The guard lives in forge_creatortrack_agent_teardown.sh itself (protects
every caller, not just the reaper): a dirty worktree auto-downgrades to
server-only unless --force-dirty is passed. An unreadable git state is treated
as dirty (fail safe: never risk deleting work on an unknown state). Preserved
slots notify at warning (higher signal than a routine reap) so you know work
was parked, not lost. Why: on 2026-07-08 a full task's worth of uncommitted code
was wiped when a slot reaped mid-build. Lesson also in
ct-dev-slot-commit-often (commit each task before the next).
Teardown flags: --server-only (stop server, keep everything), --force-dirty
(allow full removal of a dirty tree), --keep-db (remove server + worktree, keep
the clone DB).
Claimed-slot guard (2026-07-15, a clean tree does not mean a disposable DB)¶
A CLAIMED registry slot in memory bands 1-2 is never fully torn down, even with
a clean worktree. The dirty-tree guard only vouches for CODE; the slot DATABASE
can hold hours of un-recreatable work. On 2026-07-15 an overnight transcript
scrape (546 YouTube caption pulls, rate-limited over ~6h) finished into
ct_warm_slot_1, the dev server later died under memory pressure, the slot went
idle 180m with a clean tree, and the band-2 reap dropped the DB, destroying the
entire corpus (code survived; data did not). Now the reaper downgrades idle
claimed slots to --server-only in bands 1-2 (RAM freed, worktree + DB kept,
registry state stays claimed so the warm-pool maintainer never re-warms over
it).
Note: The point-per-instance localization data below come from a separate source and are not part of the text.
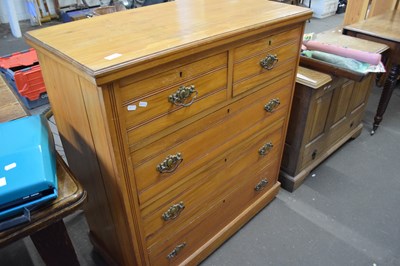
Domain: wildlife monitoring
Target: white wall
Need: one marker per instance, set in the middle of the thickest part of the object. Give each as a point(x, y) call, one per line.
point(22, 11)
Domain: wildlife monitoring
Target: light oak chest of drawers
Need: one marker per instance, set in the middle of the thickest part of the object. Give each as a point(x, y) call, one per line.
point(174, 118)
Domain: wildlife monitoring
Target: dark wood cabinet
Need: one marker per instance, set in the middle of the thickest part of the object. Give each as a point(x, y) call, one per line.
point(325, 114)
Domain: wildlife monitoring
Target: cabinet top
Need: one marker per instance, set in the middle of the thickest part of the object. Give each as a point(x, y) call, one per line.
point(123, 39)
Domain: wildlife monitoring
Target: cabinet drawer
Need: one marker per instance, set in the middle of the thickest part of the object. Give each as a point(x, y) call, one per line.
point(199, 149)
point(313, 150)
point(216, 217)
point(250, 74)
point(212, 183)
point(155, 105)
point(135, 86)
point(341, 129)
point(267, 43)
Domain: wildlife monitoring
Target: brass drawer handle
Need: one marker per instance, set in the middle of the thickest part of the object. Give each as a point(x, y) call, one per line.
point(269, 61)
point(266, 148)
point(170, 163)
point(272, 105)
point(261, 185)
point(183, 93)
point(173, 211)
point(176, 251)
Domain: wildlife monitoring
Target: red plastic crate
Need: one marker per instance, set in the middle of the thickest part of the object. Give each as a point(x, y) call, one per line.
point(24, 74)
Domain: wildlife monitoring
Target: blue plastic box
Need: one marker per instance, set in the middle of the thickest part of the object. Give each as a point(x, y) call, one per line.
point(27, 166)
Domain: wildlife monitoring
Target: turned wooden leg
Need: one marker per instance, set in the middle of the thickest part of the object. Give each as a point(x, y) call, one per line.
point(387, 91)
point(54, 245)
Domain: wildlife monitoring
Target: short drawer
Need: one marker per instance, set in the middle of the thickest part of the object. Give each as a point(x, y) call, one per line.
point(266, 44)
point(185, 241)
point(201, 94)
point(136, 86)
point(212, 183)
point(345, 126)
point(197, 150)
point(249, 73)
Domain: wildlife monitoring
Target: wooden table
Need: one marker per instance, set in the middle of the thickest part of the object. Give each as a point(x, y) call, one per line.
point(46, 229)
point(385, 29)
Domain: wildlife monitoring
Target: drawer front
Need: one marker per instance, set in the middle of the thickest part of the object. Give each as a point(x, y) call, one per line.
point(266, 44)
point(135, 87)
point(143, 109)
point(257, 76)
point(313, 150)
point(212, 183)
point(186, 241)
point(341, 129)
point(200, 149)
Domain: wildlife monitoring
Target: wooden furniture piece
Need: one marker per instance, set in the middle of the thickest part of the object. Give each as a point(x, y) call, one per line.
point(327, 110)
point(174, 125)
point(46, 228)
point(383, 29)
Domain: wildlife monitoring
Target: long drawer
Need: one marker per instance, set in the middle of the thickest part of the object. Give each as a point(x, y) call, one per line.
point(200, 149)
point(187, 240)
point(205, 94)
point(212, 184)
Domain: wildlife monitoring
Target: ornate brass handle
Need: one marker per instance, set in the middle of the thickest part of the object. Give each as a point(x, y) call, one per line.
point(261, 185)
point(266, 148)
point(176, 251)
point(170, 163)
point(269, 61)
point(173, 211)
point(183, 93)
point(272, 105)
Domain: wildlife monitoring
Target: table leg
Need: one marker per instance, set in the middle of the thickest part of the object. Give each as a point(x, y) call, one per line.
point(387, 91)
point(54, 245)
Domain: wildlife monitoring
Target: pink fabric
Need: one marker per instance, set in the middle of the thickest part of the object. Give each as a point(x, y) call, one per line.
point(371, 58)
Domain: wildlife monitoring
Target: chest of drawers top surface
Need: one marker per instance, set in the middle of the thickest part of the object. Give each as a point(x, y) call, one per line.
point(124, 39)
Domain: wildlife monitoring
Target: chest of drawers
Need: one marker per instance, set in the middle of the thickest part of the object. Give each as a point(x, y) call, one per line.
point(174, 118)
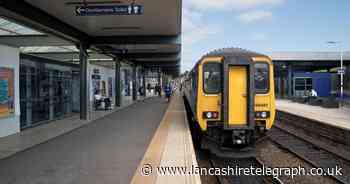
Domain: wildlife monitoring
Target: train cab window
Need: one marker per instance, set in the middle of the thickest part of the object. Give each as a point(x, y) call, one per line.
point(212, 78)
point(261, 77)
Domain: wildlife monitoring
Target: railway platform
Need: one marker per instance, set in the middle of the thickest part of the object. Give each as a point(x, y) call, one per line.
point(109, 149)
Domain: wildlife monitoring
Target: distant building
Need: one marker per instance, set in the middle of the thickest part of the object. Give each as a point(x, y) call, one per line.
point(298, 71)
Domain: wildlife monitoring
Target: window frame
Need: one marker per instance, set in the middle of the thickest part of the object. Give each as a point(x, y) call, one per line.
point(203, 78)
point(267, 90)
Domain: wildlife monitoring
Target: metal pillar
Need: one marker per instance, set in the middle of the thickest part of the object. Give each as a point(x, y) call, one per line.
point(134, 86)
point(160, 81)
point(83, 81)
point(117, 84)
point(144, 82)
point(290, 80)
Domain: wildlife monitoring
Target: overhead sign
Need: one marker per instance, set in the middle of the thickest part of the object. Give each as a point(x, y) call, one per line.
point(341, 71)
point(108, 10)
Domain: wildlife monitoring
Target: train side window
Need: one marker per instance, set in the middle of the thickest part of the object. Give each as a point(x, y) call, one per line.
point(212, 78)
point(261, 77)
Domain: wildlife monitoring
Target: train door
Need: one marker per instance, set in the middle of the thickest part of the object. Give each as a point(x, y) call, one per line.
point(237, 100)
point(239, 93)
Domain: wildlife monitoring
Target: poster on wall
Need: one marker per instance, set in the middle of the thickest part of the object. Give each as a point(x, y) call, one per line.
point(7, 95)
point(110, 86)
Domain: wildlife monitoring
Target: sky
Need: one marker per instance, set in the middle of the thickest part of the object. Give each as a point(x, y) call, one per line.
point(263, 26)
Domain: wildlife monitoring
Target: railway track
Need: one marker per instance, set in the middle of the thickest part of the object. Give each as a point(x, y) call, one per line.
point(313, 154)
point(241, 163)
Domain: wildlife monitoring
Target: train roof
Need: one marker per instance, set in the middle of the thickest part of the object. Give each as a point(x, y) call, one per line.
point(230, 52)
point(236, 52)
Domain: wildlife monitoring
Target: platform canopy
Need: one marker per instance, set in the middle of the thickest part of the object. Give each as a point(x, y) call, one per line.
point(144, 32)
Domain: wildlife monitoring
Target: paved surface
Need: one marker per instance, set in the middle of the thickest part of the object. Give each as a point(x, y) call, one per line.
point(336, 117)
point(171, 146)
point(107, 150)
point(23, 140)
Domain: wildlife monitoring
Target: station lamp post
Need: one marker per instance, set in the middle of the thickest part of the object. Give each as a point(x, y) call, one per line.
point(342, 70)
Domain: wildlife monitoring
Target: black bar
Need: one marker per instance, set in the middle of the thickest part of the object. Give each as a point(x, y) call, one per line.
point(137, 39)
point(83, 82)
point(117, 84)
point(134, 86)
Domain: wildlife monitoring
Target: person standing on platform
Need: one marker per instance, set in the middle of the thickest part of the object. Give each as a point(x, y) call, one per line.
point(167, 91)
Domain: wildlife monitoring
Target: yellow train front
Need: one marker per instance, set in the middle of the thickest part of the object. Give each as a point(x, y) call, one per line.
point(230, 93)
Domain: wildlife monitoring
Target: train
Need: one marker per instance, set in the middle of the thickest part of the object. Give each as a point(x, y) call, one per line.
point(230, 96)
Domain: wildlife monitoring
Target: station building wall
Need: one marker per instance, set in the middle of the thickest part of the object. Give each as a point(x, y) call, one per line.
point(10, 59)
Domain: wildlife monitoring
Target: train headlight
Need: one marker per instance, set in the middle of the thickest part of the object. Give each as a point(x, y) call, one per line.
point(262, 114)
point(210, 115)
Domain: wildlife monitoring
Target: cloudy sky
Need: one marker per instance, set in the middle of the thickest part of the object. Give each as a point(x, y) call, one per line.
point(263, 25)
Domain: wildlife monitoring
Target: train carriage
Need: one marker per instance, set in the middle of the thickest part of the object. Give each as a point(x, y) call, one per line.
point(230, 93)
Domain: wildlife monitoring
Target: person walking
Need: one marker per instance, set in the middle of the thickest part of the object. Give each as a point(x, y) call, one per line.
point(167, 91)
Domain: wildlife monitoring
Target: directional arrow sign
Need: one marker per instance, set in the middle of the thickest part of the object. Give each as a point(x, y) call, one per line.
point(341, 71)
point(108, 10)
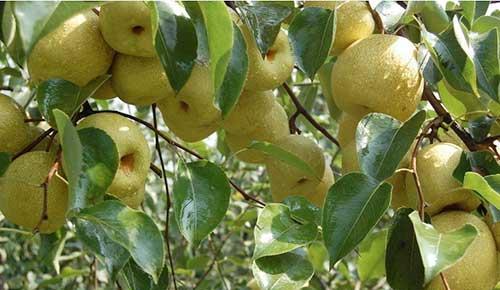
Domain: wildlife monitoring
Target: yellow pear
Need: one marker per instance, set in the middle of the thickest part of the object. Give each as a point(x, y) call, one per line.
point(192, 115)
point(126, 27)
point(22, 196)
point(13, 130)
point(75, 51)
point(378, 74)
point(354, 22)
point(477, 270)
point(286, 179)
point(140, 80)
point(133, 151)
point(435, 165)
point(105, 91)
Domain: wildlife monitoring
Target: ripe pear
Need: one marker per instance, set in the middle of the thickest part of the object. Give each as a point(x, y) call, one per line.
point(378, 74)
point(74, 51)
point(477, 270)
point(140, 80)
point(271, 71)
point(192, 115)
point(126, 27)
point(13, 130)
point(286, 179)
point(435, 165)
point(22, 196)
point(105, 91)
point(354, 22)
point(133, 151)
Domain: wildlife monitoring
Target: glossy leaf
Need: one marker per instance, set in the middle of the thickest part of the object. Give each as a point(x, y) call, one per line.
point(403, 262)
point(201, 198)
point(440, 251)
point(282, 272)
point(382, 142)
point(371, 261)
point(131, 229)
point(4, 162)
point(354, 204)
point(37, 19)
point(111, 254)
point(214, 30)
point(175, 41)
point(311, 34)
point(228, 94)
point(488, 187)
point(264, 20)
point(281, 154)
point(277, 232)
point(65, 96)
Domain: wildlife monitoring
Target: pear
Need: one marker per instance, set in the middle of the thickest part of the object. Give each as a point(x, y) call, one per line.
point(256, 117)
point(435, 165)
point(139, 80)
point(13, 130)
point(133, 151)
point(286, 179)
point(126, 27)
point(105, 91)
point(477, 270)
point(22, 196)
point(192, 115)
point(378, 74)
point(354, 21)
point(74, 51)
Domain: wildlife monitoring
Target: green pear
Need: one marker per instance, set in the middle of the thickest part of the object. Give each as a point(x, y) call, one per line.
point(13, 130)
point(140, 80)
point(74, 51)
point(354, 21)
point(133, 151)
point(22, 196)
point(192, 115)
point(287, 179)
point(126, 27)
point(477, 269)
point(256, 117)
point(380, 73)
point(435, 165)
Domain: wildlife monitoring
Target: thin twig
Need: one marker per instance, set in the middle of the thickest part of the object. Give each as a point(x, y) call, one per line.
point(308, 116)
point(167, 194)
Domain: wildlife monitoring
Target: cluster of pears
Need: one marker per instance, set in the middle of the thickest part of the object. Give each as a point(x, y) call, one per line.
point(15, 185)
point(381, 73)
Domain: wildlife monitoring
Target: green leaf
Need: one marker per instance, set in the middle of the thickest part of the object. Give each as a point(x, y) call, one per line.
point(282, 272)
point(214, 29)
point(382, 142)
point(228, 94)
point(441, 251)
point(403, 262)
point(303, 210)
point(311, 34)
point(111, 254)
point(264, 20)
point(65, 96)
point(488, 187)
point(371, 261)
point(283, 155)
point(175, 41)
point(201, 198)
point(131, 229)
point(277, 232)
point(4, 162)
point(37, 19)
point(361, 201)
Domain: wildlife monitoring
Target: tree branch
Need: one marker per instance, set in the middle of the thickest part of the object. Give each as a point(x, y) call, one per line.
point(308, 116)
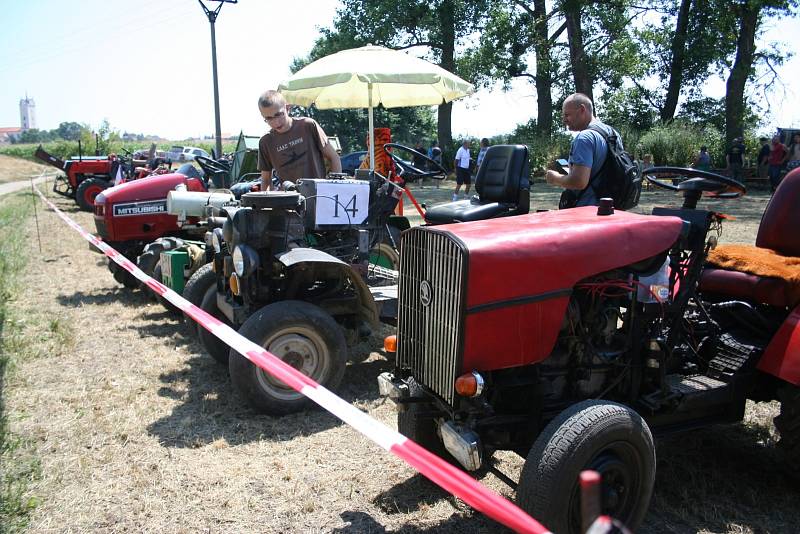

Band 3 (>85%, OOM territory) keeps full-teardown authority. Discard a
preserved claimed slot deliberately with forge_creatortrack_slot_claim.sh
release <n>. Companion practice: any expensive-to-acquire data landing in a slot
DB gets exported to a durable file under forge/data/ as soon as it is complete
(the wipe also motivated data/creatortrack/social-transcripts-ws85.jsonl).
Ops¶
- Manual dry-run:
python3 scripts/forge_creatortrack_dev_slot_reaper.py --dry-run - Force now:
sudo systemctl start forge-creatortrack-dev-slot-reaper.service - Tune: edit
Environment=CT_REAPER_IDLE_MINUTES/MAX_SLOTSin the.service. - Related: dev-slot teardown, parallel dev agents.
Console capacity (raised same day)¶
Console VM (Finn 103) bumped 4 vCPU/50GB -> 8 vCPU/80GB (qm set 103 --cores
8 --memory 81920) to raise the compile-storm ceiling. Finn (i9-13900H, 128GB,
20 threads) has ample headroom. The reaper is the real fix; the resize is slack.